L'abbé essaya désespérément de contredire ces accusations mais on ne le laissa pas parler. Siegel, son œuvre de Judas accomplie, fut renvoyé et le curé fut formellement arrêté. On le transféra à Annecy où, à 18 h 30, on l'enferma dans une cellule à la prison Saint-François.

Il s'y trouvait encore quand il apprit le sort de l'agent de liaison qui, sous la torture, l'avait dénoncé. Le 1er avril, le paysan fut fusillé avec treize autres dans un pré au voisinage de Petit-Bornand. Les corps furent jetés dans une fosse.

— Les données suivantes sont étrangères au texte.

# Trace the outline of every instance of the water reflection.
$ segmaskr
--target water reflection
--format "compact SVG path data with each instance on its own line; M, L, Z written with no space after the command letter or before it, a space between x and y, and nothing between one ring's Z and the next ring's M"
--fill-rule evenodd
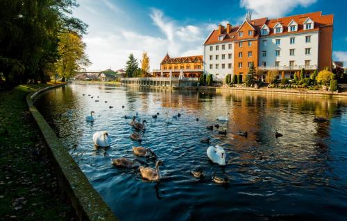
M36 105L121 220L344 218L347 103L342 99L71 85L48 91ZM90 125L85 118L92 110L96 116ZM182 116L167 125L167 112ZM134 158L132 146L139 143L129 139L130 120L122 117L136 112L148 122L141 145L166 165L160 184L142 181L137 169L110 163L111 158ZM218 122L226 136L206 130L227 112L230 121ZM328 122L314 121L327 114ZM110 148L94 148L92 134L100 130L110 132ZM248 132L247 138L239 131ZM276 132L283 136L276 139ZM226 167L208 159L203 137L226 149ZM154 167L154 161L147 163ZM191 175L198 169L206 175L201 181ZM214 184L212 173L230 184Z

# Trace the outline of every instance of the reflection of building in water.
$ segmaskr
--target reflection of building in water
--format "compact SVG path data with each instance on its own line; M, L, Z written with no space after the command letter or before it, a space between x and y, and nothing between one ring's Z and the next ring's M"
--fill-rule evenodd
M203 55L170 58L164 57L160 63L160 69L153 70L153 76L178 78L183 73L185 78L199 78L203 73Z

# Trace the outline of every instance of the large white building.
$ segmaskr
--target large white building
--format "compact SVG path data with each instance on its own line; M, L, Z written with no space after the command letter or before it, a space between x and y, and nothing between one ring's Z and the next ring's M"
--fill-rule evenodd
M239 26L219 25L210 33L203 46L204 72L219 78L245 76L253 63L264 78L277 70L280 78L292 78L303 68L308 76L331 68L332 26L332 15L321 12L273 19L252 20L248 15Z

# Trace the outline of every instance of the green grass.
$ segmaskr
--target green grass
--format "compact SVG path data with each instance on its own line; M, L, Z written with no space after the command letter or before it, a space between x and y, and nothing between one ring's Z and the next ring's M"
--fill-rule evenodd
M0 220L76 219L26 105L28 93L47 86L22 85L0 92Z

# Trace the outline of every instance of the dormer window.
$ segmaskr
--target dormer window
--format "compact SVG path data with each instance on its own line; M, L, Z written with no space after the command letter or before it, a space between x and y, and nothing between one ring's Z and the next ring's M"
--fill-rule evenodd
M304 30L313 29L314 26L314 23L310 18L307 18L303 24L304 26Z

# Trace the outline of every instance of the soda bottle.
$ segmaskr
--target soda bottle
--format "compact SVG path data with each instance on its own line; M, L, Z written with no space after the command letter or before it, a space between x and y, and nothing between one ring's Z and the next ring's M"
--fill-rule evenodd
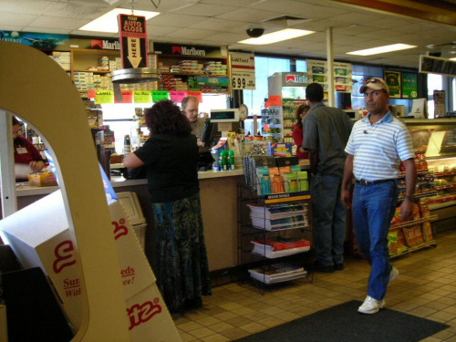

Ce même jour, ailleurs, les Allemands tuèrent encore mais d'une façon qu'ils estimaient plus amusante. Deux camions amenèrent des condamnés, dont beaucoup n'avaient jamais eu de rapports avec l'Armée secrète, dans la plaine d'Alex, à quelque huit kilomètres d'Annecy. À leur arrivée, un officier les fit descendre et leur expliqua ce qu'il attendait d'eux. Un bosquet d'arbres se trouvait à environ cinq cents mètres. À son commandement, les prisonniers se mettraient à courir vers ce bosquet ; s'ils y arrivaient vivants ils seraient remis en liberté, leur promit-il avec un sourire. Aucun d'eux ne parvint même à mi-chemin. Les soldats, comme s'ils chassaient le lapin, les visèrent soigneusement et les abattirent un par un ; puis ils remontèrent dans leurs voitures et partirent, abandonnant leurs victimes où elles étaient tombées, car ils ne voulaient pas se donner la peine de les enterrer. Le 17 avril, menottes aux poings, l'abbé Truffy fut conduit à la gare d'Annecy et mis en route vers un camp de concentration. Le colonel Lelong apprit son transfert lors d'une conversation téléphonique occasionnelle avec le directeur de la prison. Epouvanté, il se rendit aussitôt à la gare dans l'intention de demander à ses gardes, qu'il supposait devoir être des miliciens, de le lui remettre. Il le mettrait ensuite en sécurité, sans se demander un seul instant comment il pourrait justifier la disparition. Mais, parvenu sur le quai, il vit l'abbé Truffy gardé par des hommes de la Gestapo et comprit son impuissance. Il réussit cependant à lui parler et l'abbé, devinant qu'elle avait été son intention et combien il était frappé par son échec, lui prit la main et le remercia. Le colonel regarda en pleurant le train emmener vers l'enfer cet homme si bon et si droit qu'il avait appris à respecter.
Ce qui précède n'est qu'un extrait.